While much of Europe is getting hammered by credit default swaps, Ireland appears to be in some of the most serious trouble. As summarized by Markit’s Miles Johnson:
The cost of insuring debt issued by the Irish government leapt higher this morning as Europe’s beleaguered credit derivatives traders swallowed hard on last night’s news the Irish state had finally decided to bail out Anglo Irish bank.
Risk premiums for protecting the debt of Spain, Germany, Austria and Ireland against default also all jumped to record highs according to credit default swap data provider CMA. Credit default swaps written on Ireland widened 37bp to 257.2 . . . .
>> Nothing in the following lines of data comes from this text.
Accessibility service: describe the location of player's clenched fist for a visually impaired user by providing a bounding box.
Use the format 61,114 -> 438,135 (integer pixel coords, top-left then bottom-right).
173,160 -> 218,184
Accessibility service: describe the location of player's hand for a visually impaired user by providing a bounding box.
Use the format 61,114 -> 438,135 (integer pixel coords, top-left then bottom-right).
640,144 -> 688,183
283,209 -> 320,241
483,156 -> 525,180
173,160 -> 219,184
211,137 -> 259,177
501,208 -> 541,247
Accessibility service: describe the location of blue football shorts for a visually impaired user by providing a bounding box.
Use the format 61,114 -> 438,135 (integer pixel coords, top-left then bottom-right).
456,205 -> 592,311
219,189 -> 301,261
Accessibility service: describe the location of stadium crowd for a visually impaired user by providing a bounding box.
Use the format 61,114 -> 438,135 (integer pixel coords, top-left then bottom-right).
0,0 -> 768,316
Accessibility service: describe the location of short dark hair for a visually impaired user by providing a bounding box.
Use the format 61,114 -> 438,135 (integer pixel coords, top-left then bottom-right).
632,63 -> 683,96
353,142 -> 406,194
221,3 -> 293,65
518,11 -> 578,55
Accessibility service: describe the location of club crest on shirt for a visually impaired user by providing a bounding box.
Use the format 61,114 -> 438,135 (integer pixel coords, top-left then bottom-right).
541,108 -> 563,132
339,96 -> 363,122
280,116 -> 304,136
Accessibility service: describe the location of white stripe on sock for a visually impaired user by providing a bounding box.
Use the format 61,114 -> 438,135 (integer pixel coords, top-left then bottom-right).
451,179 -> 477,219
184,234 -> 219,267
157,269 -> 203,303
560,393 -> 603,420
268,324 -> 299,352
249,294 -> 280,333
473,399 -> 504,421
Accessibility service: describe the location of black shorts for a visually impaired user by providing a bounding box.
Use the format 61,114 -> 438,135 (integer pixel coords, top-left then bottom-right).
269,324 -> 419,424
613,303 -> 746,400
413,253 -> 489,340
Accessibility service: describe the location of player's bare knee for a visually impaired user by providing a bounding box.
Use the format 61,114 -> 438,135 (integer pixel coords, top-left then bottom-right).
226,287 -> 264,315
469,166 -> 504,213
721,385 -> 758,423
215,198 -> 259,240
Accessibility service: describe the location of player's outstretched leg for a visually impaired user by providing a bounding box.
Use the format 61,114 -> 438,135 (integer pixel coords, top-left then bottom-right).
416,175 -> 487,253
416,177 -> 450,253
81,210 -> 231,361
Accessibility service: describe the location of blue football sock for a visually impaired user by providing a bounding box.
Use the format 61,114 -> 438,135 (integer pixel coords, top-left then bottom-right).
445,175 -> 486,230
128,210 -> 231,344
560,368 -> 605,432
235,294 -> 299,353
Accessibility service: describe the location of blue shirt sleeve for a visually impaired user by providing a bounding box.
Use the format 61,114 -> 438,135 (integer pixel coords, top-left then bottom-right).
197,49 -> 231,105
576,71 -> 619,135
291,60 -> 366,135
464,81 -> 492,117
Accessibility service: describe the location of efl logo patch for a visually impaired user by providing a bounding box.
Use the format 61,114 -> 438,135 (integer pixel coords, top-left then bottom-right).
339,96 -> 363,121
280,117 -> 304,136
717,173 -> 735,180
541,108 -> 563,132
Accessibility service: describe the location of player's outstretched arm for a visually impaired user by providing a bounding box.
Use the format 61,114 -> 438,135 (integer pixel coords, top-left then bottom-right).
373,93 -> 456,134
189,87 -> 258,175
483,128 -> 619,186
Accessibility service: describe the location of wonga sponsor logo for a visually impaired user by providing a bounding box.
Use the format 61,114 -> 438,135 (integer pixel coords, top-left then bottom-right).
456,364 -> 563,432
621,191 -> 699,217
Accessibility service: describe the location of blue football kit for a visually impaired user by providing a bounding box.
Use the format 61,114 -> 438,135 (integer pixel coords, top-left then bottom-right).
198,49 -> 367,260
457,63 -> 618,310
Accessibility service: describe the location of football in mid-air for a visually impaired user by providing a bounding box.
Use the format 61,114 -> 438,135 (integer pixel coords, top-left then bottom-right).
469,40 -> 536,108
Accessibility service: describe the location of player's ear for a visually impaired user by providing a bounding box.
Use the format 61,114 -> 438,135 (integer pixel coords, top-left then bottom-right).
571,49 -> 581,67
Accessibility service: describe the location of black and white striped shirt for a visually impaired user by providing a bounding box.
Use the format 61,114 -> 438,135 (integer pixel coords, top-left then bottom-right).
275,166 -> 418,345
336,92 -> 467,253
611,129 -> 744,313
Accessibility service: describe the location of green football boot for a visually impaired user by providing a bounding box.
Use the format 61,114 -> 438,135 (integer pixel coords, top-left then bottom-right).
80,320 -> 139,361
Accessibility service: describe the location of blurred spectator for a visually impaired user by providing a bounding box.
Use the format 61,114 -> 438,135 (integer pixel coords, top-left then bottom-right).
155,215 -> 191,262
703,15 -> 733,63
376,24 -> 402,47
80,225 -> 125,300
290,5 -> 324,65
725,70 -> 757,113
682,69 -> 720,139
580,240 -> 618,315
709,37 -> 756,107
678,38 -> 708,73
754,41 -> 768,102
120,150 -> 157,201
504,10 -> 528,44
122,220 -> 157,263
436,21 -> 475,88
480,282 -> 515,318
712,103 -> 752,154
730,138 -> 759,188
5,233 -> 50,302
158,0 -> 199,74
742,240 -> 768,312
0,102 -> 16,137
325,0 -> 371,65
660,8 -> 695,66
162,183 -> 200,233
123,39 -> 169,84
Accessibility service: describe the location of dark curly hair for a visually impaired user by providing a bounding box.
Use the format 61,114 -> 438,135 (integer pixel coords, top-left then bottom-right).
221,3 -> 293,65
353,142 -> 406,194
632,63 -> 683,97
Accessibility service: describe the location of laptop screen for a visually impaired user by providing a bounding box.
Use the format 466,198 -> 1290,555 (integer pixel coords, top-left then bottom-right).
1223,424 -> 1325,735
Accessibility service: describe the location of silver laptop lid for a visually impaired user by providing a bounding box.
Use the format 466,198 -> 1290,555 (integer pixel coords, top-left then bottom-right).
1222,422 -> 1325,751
Among the companies judged less risky than the Irish state are Tesco – currently trading at 122bp or €122,000 – and Nestle, which is quoted at a 72.50bp.
The Economist Intelligence Unit writes:
Solvency fears—from banks to sovereigns
Compounding its recent difficulties surrounding Anglo Irish Bank, the two-party coalition government is also grappling with a self-inflicted crisis in the public finances, and the evidence to date does not suggest that it is rising to the challenge either politically or from a policymaking perspective. . . . A fiscal surplus of 3% of GDP in 2006 is estimated to have turned around rapidly into a deficit of 6.6% of GDP in 2008, which on a comparative basis is by far the most rapid two-year decline of any euro area country since the single currency was launched.***
The Economist Intelligence Unit expects the 2009 deficit to rise to at least 10.7% of GDP, followed by 10.5% in 2010. ***
Yield spreads on Irish 10-year government bonds over benchmark German bunds are now rising sharply. At close of business on January 15th the spread had increased to 189 basis points, up from just 20 basis points at the beginning of 2008 (and up by almost 50 basis points over the past month). In the euro area, the current yield spread is second only to that of Greece, which had its sovereign credit ratings downgraded by Standard & Poor’s (S&P) on January 14th. The rising risk premium on Irish government debt is already adding to the pressure on future debt-servicing costs. Given massive new bond issuance by most industrialised countries in 2009, the risk that the Irish government could face serious funding difficulties over the next few years would appear to be rising by the day.
Best of luck to The Emerald Island – I hope it can pull out of its nosedive.